A team of players of an online game called “Foldit” took three weeks to solve a problem in AIDS research that has puzzled scientists for years.
The problem was to solve the crystal structure of M-PMV (Mason-Pfizer monkey) retroviral protease.
The M-PMV retrovirus enables the HIV-1 virus to replicate.
The team of “Foldit” players created a model of the protease that was good enough to let researchers determine its structure. This will help in designing new anti-retroviral drugs.
How is it that gamers could solve a complex problem in a very technical discipline that had stumped highly trained researchers for years?
“I think there are two things going on here,” Charles King, principal analyst at Pund-IT, suggested.
“One, ‘Foldit’ is a game that attracts the competitive sort of gamer who likes puzzles, and this seems to be the type of puzzle where intuition and the natural ingrained ability of the human mind to solve three-dimensional problems exceeds the ability of computers to do so,” King told TechNewsWorld.
“The other is that, in many cases, scientific researchers tend to go into projects with certain preconceptions because of their training and education while gamers don’t,” King added.
How ‘Foldit’ Helped Solve the Problem
The “Foldit” players used the Critical Assessment of Techniques for Protein Structure Prediction (CASP), one of the direct manipulation tools and algorithms from the Rosetta structure prediction methodology.
Rosetta@home is a distributed computing project for creating predictions about protein structures that are close to being solved, and for designing new proteins. It’s hosted on the Berkeley Open Infrastructure for Network Computing, or BOINC, run by the Baker Lab.
As of June, about 1 million members of the public had volunteered 58 teraFlops of processing power on their home PCs for the Rosetta@home project.
The “Foldit” team selected one out of five models of the protein structure produced by the Rosetta Server. After much back-end work, the team modified the model and came up with their solution.
“Whereas the Rosetta algorithm failed to notice it had produced a near-native prediction, ‘Foldit’ players immediately picked up on the fact that it had and correctly improved on it even further,” team leader Firas Khatib, a postdoctoral researcher in biochemistry at the University of Washington, told TechNewsWorld.
The team then moved the terminal helix, some side chains and beta strands closer to their native orientation in their model of the structure.
The structure selected by the team had been ranked fourth out of five by the Rosetta server although it was fairly accurate, and the fact that the team had homed in on it despite that “is what was remarkable,” Khatib pointed out.
Folding a Protein
When the primary structure of a protein turns into a functioning three-dimensional structure, that’s technically known as the “folding” of a molecule.

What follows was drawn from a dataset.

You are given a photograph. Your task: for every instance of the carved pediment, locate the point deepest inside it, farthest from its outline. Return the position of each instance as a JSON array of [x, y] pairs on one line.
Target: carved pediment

The general process of how the molecule folds is known, but predicting the structure of the protein requires scads and scads of computing power.
“Foldit” tries to do that by getting people to use their brains’ natural 3D pattern-matching abilities to make the predictions.

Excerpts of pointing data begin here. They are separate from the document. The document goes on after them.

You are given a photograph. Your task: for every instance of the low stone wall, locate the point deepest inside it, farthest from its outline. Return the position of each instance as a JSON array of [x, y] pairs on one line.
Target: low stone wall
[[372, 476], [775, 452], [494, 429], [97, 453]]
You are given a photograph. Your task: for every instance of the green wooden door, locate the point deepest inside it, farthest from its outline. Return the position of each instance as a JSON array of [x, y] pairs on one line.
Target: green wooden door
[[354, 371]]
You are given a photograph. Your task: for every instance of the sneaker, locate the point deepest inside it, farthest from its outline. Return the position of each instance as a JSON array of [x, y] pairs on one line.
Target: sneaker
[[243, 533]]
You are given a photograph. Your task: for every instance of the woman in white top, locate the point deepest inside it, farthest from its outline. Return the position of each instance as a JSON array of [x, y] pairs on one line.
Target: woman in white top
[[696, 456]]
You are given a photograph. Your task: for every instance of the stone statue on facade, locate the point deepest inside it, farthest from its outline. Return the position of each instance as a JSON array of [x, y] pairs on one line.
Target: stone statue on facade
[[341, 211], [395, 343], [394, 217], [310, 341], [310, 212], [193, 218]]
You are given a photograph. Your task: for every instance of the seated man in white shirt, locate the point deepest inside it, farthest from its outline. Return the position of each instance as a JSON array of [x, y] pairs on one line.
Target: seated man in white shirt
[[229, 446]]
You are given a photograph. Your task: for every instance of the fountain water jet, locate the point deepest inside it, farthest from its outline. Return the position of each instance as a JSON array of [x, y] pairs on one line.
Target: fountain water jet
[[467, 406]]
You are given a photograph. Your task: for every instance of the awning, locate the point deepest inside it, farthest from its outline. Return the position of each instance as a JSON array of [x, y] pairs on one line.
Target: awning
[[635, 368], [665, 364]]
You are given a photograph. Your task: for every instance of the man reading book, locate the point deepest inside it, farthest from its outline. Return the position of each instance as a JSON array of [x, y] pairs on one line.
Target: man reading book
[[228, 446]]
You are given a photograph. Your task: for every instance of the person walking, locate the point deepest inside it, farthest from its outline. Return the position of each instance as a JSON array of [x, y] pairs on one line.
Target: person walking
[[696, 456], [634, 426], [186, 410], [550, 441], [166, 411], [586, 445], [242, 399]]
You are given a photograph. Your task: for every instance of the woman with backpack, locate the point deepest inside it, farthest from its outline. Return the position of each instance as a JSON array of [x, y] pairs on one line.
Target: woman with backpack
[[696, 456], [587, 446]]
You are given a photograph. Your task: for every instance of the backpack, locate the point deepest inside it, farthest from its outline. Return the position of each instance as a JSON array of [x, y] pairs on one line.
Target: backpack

“Foldit” provides a series of tutorials that let users manipulate simple protein-like structures, and periodically dishes up a set of puzzles based on real proteins.
Those puzzles are graphical representations of a protein’s structure and gamers can manipulate these with tools from Rosetta@home.
“Foldit” scores players based on how well their structures are folded.
More About ‘Foldit’
This M-PMV crystal retrovirus structure solution is the latest achievement of “Foldit” players.
Last year at the 2010 University Protein Folding Challenge, teams of “Foldit” users competed to fold a real protein that’s over-expressed in pancreatic cancer.
Corporations are becoming increasingly interested in human-based computation games such as “Foldit” because these let them leverage the wisdom of the crowd and, essentially, conduct research at minimal cost.